Après treize mois de détention administrative, l’avocat franco-palestinien est sorti de prison. La vigilance reste de mise pour qu’il puisse bénéficier de toute sa liberté de mouvement.

 

Salah Hamouri est libre. L’avocat franco-palestinien était incarcéré depuis treize mois, sans qu’aucune charge ne lui a été signifiée. Ni à lui ni à ses défenseurs. Un dossier secret qui l’a privé de liberté et dont on peut se demander si, en réalité, il contenait quelque chose.
L’arbitraire et le caractère coercitif de la détention administrative apparaissent au grand jour. Car, enfin, soit un individu représente « une menace pour la sécurité d’Israël », selon une assertion récurrente dans ce pays qui se voudrait preuve, et alors les charges doivent être divulguées et un procès ouvert. C’est ce qu’on appelle un État de droit.
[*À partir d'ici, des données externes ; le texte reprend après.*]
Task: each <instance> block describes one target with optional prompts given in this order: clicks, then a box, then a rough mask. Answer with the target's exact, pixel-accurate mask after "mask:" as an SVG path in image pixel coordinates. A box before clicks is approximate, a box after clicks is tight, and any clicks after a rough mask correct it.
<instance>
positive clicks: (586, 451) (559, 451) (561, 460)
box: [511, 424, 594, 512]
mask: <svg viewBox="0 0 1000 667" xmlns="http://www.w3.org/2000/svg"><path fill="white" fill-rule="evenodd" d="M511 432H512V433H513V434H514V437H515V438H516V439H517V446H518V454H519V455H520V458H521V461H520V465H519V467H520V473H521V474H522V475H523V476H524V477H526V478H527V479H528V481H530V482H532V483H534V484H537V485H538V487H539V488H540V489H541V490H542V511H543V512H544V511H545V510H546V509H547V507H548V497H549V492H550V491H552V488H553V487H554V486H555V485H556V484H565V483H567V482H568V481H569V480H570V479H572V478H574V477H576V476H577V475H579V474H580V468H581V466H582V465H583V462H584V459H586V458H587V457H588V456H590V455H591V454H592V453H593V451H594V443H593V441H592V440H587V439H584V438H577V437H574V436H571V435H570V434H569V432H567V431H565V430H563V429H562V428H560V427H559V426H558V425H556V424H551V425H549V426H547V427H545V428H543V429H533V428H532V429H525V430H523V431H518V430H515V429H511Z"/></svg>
Soit les services de renseignements israéliens et les « juges » n’ont rien entre les mains. Dans ce cas, on aimerait savoir ce qui a conduit au renouvellement de la détention administrative de Salah Hamouri.

Depuis le 23 août 2017, date de son arrestation à son domicile de Jérusalem-Est, la solidarité s’est développée. « Une grande diversité s’est rassemblée, s’est élargie et est restée unie pour cette cause fondamentale : celle de la liberté », souligne Elsa dans un communiqué publié quelques minutes seulement après la libération de son époux. Elle ajoute : « En ce moment tout particulier, je tiens à vous remercier chaleureusement, en mon nom bien sûr, mais aussi au nom de Salah, et nous tenons à vous assurer de notre plus profonde et sincère reconnaissance. Nous n’oublierons pas ce moment de forte solidarité humaine. »

Bien que libéré, Salah Hamouri ne doit participer à « aucune célébration (notamment de sa libération) pendant trente jours », a indiqué son avocat, Me Mahmoud Hassan. Il lui est également interdit de prendre part à des activités militantes pendant cette période, a ajouté Me Hassan, qui a précisé qu’une caution de 20 000 shekels (environ 4 700 euros) avait été payée. Les autorités israéliennes n’ont donc pas renoncé à harceler Salah Hamouri. Elsa et leur bébé n’ont pas le droit d’entrer en Israël (passage obligé pour se rendre dans les territoires palestiniens). En conséquence, il ne les a pas vus depuis plus de treize mois. C’est dire si les comités de soutien à Salah Hamouri vont rester vigilants. Pour être certain que l’avocat franco-palestinien conserve toutes ses libertés. Dont celle de pouvoir se déplacer en France et de rentrer à Jérusalem.